Electrolysis of Water

This is one of the oldest and simplest technologies for the generation of oxygen. This is based on the simple chemistry behind the decomposition of water molecules into hydrogen and oxygen respectively. Before the process of electrolysis, desalination is carried out to remove salt content from the water. 

Two classic techniques are deployed for this:

Distillation: The oldest and simplest technique, where sea-water is boiled off, the water is evaporated as vapour salts are crystallized (and removed), and the water vapour is condensed back by cooling off the steam through a variety of techniques.

Reverse Osmosis: This is based on the differential concentration techniques where saline water is passed through fine pores of diaphanous membrane-grade substances at calculated high pressures where freshwater is collected at the other side at low pressure and salt content gets trapped as residues. The process is iterated and continued round the clock.

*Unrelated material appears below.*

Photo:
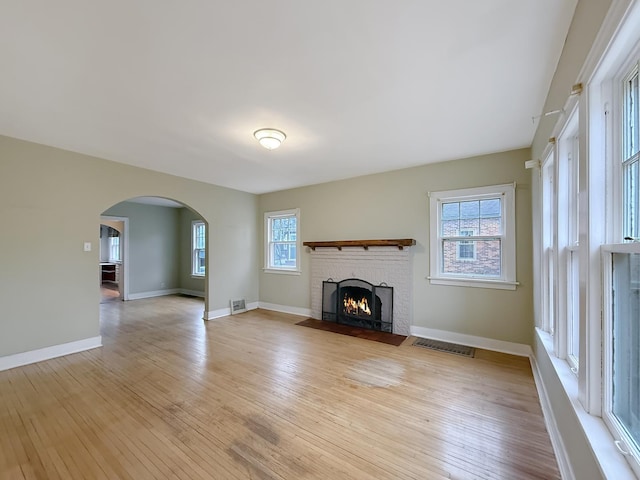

After the desalination, the electrolytic process takes place in what is known as an ion-exchange system. Alkaline electrolysers are used as a medium containing caustic water solution and 25-30% of Potassium Hydroxide (KOH). Sodium Chloride (NaCl) and Sodium Hydroxide (NaOH) are used as catalysts. So, the water treated is disposed of with other electrolytes.

At Cathode, the chemical reaction is as follows: 

2H20= 2OH + H2 

(decomposition into hydroxide ions and hydrogen) 

At anode: 

2OH = ½ O2 + H2 

(decomposition of hydroxyl ion into nascent oxygen and hydrogen atoms) 

The hydrogen generated is released into the seas.

The neutral oxygen, later in the gaseous state, bubbled above the anode is entrapped and stored in Oxygen Tanks. It has been proven that approximately 15 cells of about 1000 amps are required to produce sufficient oxygen for about 100 people. The system is known as Electrolytic Oxygen Generators (EOGs).

Chemical Oxygen Concentrator

This is a more advanced, expensive, and risky process but can produce a constant supply in all conditions. The chief sources of oxygen are mainly superoxides, chlorates, perchlorates, ozonides, etc. 

The oxygen candle

In a typical case of a traditional thermal concentrator, also known as the ‘Oxygen Candle’, Sodium Perchlorate (NaClO3) acts predominantly as the reactor, is mixed with iron or ferrous powder, sometimes Barium Peroxide (BaO2) or Perchlorates in very small amounts (5%) for removal of unwanted residues like hypochlorites.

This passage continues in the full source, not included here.